I think that she understands. She quite clearly understood the oath and what the oath meant and the obligation. She understood the consequences of false swearing. I believe she had ability to receive and retain accurate impressions. She was able to distinguish things that she remembered, and she had a concept of memory from things that she didn't remember. And she had capacity to transmit the statement into a - transmit a reasonable statement of what was seen, heard, and felt.

The court noted that it would revisit the ruling at the trial itself, depending upon the child's testimony at that time.

Appellant submits that the trial court abused its discretion in permitting the prosecutor to "repeatedly put words in the child's mouth." He argues that the child was not testifying in a courtroom full of people in that she testified in chambers, and that her testimony was not necessary in that the introduction of "child hearsay" had already been approved. He argues that the child's testimony demonstrated that she was incompetent to testify.

As set forth above, the four-year-old child testified at the pretrial hearing regarding allegations that her father had raped and sexually abused her. At trial, she said that she could not remember what he had done, and that it was hard to talk about. As is shown by the testimony summarized in this opinion, the child's testimony at trial, although given in large part under leading questions due to her expressed lack of memory, told the same version of events about the alleged rape as she gave in the omnibus hearing.

The circumstances surrounding the child's testimony included her tender age, her fear of appellant, her reluctance to testify, and the serious and embarrassing nature of the charges. In light of these circumstances, it appears that it was necessary to lead the child's testimony in order to elicit the truth. See Clark, supra. We find no abuse of discretion on the part of the trial court in allowing the prosecution to obtain her testimony through the use of leading questions. We also find that the trial court did not abuse its discretion in allowing the child to testify and in refusing to vacate that order during her testimony at trial. Appellant also argues that although he was acquitted of rape, the jury was likely confused because an incompetent witness was led into making accusations against him. He contends that if the trial court erred in permitting leading questions and in refusing to vacate its finding that the child was competent to testify, his conviction for sexual abuse should be remanded for trial because of a "prejudicial spillover effect" of the child's testimony.

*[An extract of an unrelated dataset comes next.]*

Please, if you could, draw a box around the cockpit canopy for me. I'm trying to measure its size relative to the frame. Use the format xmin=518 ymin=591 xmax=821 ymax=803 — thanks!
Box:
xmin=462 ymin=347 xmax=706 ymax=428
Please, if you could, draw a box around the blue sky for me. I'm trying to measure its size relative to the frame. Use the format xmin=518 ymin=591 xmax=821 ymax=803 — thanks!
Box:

We need not address this issue in light of our holding that the trial court did not abuse its discretion in allowing leading questions and in finding that the child was competent to testify at trial. Were we to address it, however, we would hold that any error was harmless in the face of overwhelming evidence on the sexual-abuse charge. See Cook v. State, 350 Ark. 398, 415, 86 S.W.3d 916, 927 (2002). The evidence, which we need summarize only briefly here, included testimony of the teenage babysitter and family friend that she had seen appellant place his lips on the child's genital area, and testimony of the babysitter and child's mother that the child had an abnormal interest in masturbation and in her own nudity.

Affirmed.

Stroud, C.J., and Vaught, J., agree.